JOLIET – Homes are going up and leasing will start soon, but the long-running controversy over minority hiring at the Water’s Edge housing project is not yet settled.
Mayor Bob O’Dekirk told the Housing Authority of Joliet board Wednesday that the city wants to see more minority workers and contractors on the job.
“If we have to lean on the contractor, that’s what we have to do,” O’Dekirk told the board at one point.
The authority board passed a resolution to push the issue with general contractor Carlson Construction of Joliet and assigned two board members to meet with the company.
Mark Carlson, co-owner of Carlson Construction, meanwhile, said there are “lots of minorities on the job site,” but they are predominantly Hispanic.
The city and authority have been getting complaints from African-American contractors and workers for more than a year that not enough local companies and workers were being hired for the project, which is being built in a predominantly African-American neighborhood.
“I drive by that site every day, and I don’t see a lot of minority workers,” O’Dekirk told the housing board. “The city is asking the board to tell the contractor to find a way to put minority workers on that job site.”

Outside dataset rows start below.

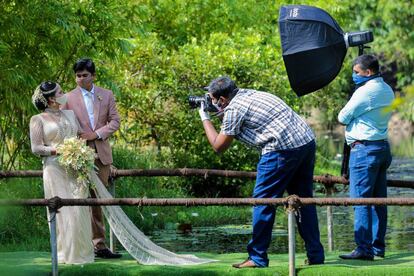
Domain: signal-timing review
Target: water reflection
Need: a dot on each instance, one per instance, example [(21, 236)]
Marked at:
[(234, 238)]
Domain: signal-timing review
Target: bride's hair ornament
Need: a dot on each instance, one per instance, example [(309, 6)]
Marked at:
[(42, 93)]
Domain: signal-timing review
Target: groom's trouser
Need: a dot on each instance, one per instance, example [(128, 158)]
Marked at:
[(290, 170), (98, 223)]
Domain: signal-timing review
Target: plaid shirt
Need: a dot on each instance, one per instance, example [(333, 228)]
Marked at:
[(264, 121)]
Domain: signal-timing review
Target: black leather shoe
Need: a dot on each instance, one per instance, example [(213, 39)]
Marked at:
[(308, 262), (107, 254), (357, 255)]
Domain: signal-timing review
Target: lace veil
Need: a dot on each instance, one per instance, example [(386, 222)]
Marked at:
[(134, 241)]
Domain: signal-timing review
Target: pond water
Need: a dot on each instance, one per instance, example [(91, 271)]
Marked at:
[(234, 238)]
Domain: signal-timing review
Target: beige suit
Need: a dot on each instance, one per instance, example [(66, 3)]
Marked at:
[(106, 122)]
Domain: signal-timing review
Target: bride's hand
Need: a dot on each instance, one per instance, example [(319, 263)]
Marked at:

Authority Vice Chairman Angel Contreras and Commissioner Glenda McCullum were named to a committee that will include staff and meet with Carlson Construction regarding the hiring issue.
“We’re going to be meeting with the general contractor sometime next week to see how we can remedy that,” Contreras said after the meeting.
Carlson said his company does not control who subcontractors hire but has tried to reach out to minority subcontractors.
“We’ve been doing our best to hire as many minority contractors as possible out there,” he said. “We’re definitely making inroads.”
Carlson said in the fall his company rebid contracts that had not been awarded in an attempt to attract minority bidders.
“We didn’t get any bids,” he said.
Many of the workers at the site have been Hispanic, Carlson said.
“Our subcontractors – that’s who they tend to hire,” he said.
Some minority contractors that have gotten contracts for work that has not yet been done on the site, he said. He was reluctant to identify the race of the subcontractors.
“We didn’t hire them based on whether they were African-American or Hispanic-American,” he said. “We hired them based on their qualifications.”
First homes open in May
The hiring controversy is heating up as Hope Bound Development Corp., the nonprofit created to develop Water’s Edge, prepares to begin leasing the first units, which are expected to open in May.
Water’s Edge is a subsidized, mixed-income subdivision of 68 single-family houses and town houses that will replace the 122 apartments at the Des Plaines Garden Homes complex that was torn down last year.
Several homes are under construction on the north end of the property, located along Wallace Street between Des Plaines and Water streets.
The authority already has started pre-leasing activity by contacting former Des Plaines Garden residents to see if they are interested in moving into Water’s Edge, said John Chow, chief of development and operations.
Des Plaines Garden residents received Section 8 vouchers, providing subsidies to live elsewhere. But they have the first rights of refusal to move into the new development.
Chow presented a schedule showing Water’s Edge homes opening every month from May through November with all units expected to open before the end of the year. Five units are scheduled to open in May.